Here were today’s stats:

Time: 41 minutes (warmed up for 5, ran 30, cooled down for 6’ish)

Distance: 3 miles (ran from 0.25-2.68 or almost 2.5 miles without stopping!)

Calories: about 360 (realistically, more like 300)

It was tough at times, but once I got past the 1 mile mark, I knew I could keep going. I could’ve done the whole three today I think, but I ran out of time and wanted to adequately cool down. I have meetings set up with my running partner for the next three days and then Friday I’m either going to take off or cross-train.

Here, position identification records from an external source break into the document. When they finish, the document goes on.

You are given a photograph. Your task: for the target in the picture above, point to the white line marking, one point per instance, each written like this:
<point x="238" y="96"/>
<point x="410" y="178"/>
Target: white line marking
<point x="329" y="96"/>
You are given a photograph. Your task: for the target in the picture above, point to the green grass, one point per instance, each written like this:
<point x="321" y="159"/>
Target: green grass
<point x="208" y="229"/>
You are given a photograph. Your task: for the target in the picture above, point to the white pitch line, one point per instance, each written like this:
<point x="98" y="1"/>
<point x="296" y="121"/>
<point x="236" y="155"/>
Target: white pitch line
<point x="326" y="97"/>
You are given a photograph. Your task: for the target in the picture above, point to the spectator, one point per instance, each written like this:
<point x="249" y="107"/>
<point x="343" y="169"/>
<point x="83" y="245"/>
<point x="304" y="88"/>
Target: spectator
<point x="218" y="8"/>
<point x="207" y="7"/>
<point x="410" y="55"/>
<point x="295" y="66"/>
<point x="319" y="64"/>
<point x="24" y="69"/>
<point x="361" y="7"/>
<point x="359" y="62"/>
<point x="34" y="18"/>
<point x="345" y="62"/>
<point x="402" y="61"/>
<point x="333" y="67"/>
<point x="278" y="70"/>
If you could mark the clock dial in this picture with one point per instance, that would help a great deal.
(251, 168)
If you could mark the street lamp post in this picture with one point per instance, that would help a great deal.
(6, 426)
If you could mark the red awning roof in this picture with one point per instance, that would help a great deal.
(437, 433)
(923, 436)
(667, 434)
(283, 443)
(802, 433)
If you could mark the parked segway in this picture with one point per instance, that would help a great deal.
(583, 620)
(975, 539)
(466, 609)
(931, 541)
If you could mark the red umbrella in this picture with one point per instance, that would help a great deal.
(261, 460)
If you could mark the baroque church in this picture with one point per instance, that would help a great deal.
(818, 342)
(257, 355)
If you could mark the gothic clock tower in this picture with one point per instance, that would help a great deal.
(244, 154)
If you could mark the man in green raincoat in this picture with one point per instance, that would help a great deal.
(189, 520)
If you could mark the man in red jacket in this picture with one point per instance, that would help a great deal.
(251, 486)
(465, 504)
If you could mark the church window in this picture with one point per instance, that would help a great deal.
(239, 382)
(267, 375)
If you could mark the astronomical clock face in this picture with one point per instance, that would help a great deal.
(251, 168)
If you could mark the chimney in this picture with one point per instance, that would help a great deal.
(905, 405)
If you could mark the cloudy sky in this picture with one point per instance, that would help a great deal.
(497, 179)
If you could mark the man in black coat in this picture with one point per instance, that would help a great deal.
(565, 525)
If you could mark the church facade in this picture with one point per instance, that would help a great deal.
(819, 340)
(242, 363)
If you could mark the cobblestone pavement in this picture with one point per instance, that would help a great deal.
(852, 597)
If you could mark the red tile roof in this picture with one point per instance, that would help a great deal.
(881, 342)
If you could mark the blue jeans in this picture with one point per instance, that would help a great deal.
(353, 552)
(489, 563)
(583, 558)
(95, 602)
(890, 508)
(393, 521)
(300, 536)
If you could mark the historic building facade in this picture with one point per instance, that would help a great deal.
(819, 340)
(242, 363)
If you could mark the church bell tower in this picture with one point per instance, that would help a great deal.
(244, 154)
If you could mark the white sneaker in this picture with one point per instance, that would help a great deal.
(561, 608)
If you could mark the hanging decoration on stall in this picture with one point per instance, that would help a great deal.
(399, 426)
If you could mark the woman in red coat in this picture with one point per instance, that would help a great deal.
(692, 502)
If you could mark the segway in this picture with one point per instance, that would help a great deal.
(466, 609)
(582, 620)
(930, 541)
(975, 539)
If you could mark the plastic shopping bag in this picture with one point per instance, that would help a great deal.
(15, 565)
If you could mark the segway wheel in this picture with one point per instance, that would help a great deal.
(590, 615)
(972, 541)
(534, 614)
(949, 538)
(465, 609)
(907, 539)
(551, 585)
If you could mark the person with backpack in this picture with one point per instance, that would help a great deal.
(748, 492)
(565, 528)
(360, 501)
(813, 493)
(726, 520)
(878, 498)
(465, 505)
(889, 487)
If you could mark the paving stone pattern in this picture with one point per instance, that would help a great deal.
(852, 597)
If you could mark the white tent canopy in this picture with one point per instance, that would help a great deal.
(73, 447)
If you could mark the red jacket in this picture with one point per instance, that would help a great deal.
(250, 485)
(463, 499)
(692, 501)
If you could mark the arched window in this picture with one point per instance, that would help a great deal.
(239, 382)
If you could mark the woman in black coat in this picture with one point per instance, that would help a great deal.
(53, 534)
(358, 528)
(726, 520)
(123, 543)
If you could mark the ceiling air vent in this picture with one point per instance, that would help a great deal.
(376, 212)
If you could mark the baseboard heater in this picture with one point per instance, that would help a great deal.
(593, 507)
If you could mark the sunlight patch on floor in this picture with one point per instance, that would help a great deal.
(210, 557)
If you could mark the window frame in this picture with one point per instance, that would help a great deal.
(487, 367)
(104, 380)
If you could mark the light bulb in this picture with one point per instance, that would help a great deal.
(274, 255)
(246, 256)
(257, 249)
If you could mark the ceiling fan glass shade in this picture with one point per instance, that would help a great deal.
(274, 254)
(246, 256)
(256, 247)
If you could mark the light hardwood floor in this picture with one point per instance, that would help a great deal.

Yoga would be great too!

On tonight’s agenda:

  • Epidemiology class @ 4:30
  • Dinner (not exactly sure what yet but it will include some brown rice!)
  • Dishes (please let the hubby have emptied the dishwasher, please!)
  • Laundry (switch the loads around, plus put some away)
  • Yoga (20 minutes)
  • “24”

Not necessarily in that order, except for class & dinner, haha. Have any of you all ever taken an epidemiology class? It’s way more challenging than I thought and doesn’t really apply to what I’m most interested in but it is a requirement for a program I might follow so I’m pushing through 😉

Hope you all survived Monday ok, see you tomorrow!